In conclusion, the book puts forward a number of foundations of the law of power-sharing These include central principles (including the supremacy of law over politics, legal certainty, and the avoidance of arbitrariness); basic procedural guidelines (including the need to conduct a legal audit before negotiating peace and the use of international human rights precedents to influence negotiation outcomes); and substantive legal provisions (including the respect for pre-existing law, the need to bar “bandits of the law” from holding public office, the illegality of granting amnesties to persons responsible for international crimes, the refusal to internationally accredit de facto authorities that come to power unlawfully, etc.).

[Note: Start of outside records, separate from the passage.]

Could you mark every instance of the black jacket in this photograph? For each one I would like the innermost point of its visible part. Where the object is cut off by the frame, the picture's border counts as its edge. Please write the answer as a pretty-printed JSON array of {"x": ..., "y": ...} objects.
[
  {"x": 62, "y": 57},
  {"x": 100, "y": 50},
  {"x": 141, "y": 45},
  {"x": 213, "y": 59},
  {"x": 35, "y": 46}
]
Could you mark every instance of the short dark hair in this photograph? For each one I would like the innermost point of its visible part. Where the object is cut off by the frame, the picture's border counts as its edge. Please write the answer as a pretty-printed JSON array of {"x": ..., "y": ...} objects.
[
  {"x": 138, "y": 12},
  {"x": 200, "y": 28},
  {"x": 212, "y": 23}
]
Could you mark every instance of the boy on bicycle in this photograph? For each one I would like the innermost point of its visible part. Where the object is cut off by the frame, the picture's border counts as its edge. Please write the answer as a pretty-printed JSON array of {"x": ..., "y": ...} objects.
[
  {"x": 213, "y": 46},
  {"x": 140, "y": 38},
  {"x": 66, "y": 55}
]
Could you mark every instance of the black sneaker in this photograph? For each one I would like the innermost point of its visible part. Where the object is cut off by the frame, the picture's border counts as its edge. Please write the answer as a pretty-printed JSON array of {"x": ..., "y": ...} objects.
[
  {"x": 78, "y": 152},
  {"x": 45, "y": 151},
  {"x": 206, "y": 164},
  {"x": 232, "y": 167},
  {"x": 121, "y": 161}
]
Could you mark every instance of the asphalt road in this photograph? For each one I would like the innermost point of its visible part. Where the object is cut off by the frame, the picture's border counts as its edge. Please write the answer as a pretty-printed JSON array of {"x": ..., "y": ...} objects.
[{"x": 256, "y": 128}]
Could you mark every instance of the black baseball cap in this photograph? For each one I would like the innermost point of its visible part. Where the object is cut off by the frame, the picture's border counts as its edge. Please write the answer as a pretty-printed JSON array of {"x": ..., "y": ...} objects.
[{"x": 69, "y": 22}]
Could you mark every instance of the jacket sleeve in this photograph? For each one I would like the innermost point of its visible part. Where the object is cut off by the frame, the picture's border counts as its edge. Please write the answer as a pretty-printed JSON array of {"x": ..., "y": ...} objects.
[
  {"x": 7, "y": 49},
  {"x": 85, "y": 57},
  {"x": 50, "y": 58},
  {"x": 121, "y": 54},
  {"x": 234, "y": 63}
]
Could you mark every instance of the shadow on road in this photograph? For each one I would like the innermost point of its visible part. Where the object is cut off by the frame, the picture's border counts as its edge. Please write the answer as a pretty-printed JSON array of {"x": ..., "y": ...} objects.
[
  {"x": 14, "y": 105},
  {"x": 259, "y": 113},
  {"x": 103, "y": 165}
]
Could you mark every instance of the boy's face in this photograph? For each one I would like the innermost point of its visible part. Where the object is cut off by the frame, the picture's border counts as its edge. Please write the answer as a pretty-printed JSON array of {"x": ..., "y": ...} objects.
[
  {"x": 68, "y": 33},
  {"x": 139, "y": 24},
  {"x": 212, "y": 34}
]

The tension between interest-based mediation approaches and international standards that impose normative constraints on what constitute acceptable peace deals is likely to become more and more important for the global conflict resolution debate. Illegal Peace in Africa is a fascinating must-read for academics and practitioners struggling with the fundamental challenge of how to reconcile short-term peace, security and stability imperatives with longer-term democratic state-building goals.